In US economic news, the bad news returned, unsurprisingly to us. The week began with a poor reading from the PMI manufacturing index, which fell from the prior month’s reading. Then construction spending registered a disastrous negative print, instead of a positive one as expected by economists. ADP employment missed badly. International trade was much more negative than predicted; this will hurt the next GDP report. On the positive side, ISM manufacturing was a bit stronger than expected and sow was the ISM services index. But the biggest number of the week—and the biggest disappointment—was the US payrolls report which missed badly. On top of that, the unemployment rate rose; it was supposed to remain unchanged. And worse, average hourly earnings growth disappointed. So while many on Wall Street keep on shouting—as they have for over six years—that the US economy is steadily recovering and growing, the truth, especially on Main Street, is the opposite: the US economy has never fully recovered from the Great Recession and it’s still….fully seven years after coming out of this recession…..struggling to attain strong, organic growth.

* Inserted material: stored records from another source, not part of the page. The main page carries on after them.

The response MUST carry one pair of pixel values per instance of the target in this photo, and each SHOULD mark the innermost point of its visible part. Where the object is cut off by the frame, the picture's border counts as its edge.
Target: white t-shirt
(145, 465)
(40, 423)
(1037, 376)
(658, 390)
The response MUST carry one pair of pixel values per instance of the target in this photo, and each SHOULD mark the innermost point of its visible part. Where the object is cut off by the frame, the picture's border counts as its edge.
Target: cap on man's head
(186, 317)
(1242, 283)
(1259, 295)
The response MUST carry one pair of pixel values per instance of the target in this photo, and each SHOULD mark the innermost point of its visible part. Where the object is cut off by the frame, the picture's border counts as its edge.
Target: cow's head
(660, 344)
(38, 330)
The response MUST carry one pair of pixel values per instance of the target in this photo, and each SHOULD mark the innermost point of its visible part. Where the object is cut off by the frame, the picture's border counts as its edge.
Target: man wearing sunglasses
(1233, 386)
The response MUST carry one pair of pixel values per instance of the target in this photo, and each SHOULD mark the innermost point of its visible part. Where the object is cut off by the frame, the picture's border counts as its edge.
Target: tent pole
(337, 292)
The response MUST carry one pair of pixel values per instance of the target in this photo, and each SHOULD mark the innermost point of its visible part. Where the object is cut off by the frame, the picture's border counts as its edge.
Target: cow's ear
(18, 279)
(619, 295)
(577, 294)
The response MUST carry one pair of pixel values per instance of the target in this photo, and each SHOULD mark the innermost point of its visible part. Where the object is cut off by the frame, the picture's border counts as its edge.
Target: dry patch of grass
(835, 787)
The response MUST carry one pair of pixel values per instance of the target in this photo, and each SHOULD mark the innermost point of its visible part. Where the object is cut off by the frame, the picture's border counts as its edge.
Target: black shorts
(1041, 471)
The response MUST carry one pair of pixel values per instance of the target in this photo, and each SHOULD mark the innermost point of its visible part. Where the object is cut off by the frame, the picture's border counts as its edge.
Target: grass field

Finally, the picture that technical analysis is painting has just become more ominous….for the S&P500. While last week we pointed out that the S&P has essentially gone nowhere for the last two full years, after last week’s loss, the short-term picture has now become more worrisome. After topping in August, about two months ago, the S&P500 has now been creeping downward slowly but surely ever since. And if it fails to hold at its September lows (roughly around 2,120) then there’s a lot more downside immediately ahead of it. The next level of support will come into play at roughly 2,000. So because this support level of 2,120 is not that far away from Friday’s close, and if it doesn’t hold, then we’d be looking at roughly a 6% loss from there if 2,000 is reached.
Sure that’s not a huge loss in the long-term history of this index, but over the last couple of years—when the Fed’s support of the US equity markets has become so dominant in levitating stock prices—such a loss would hurt the psyche of many traders who have come to believe that even such minor losses are no longer very possible outcomes in US equity markets.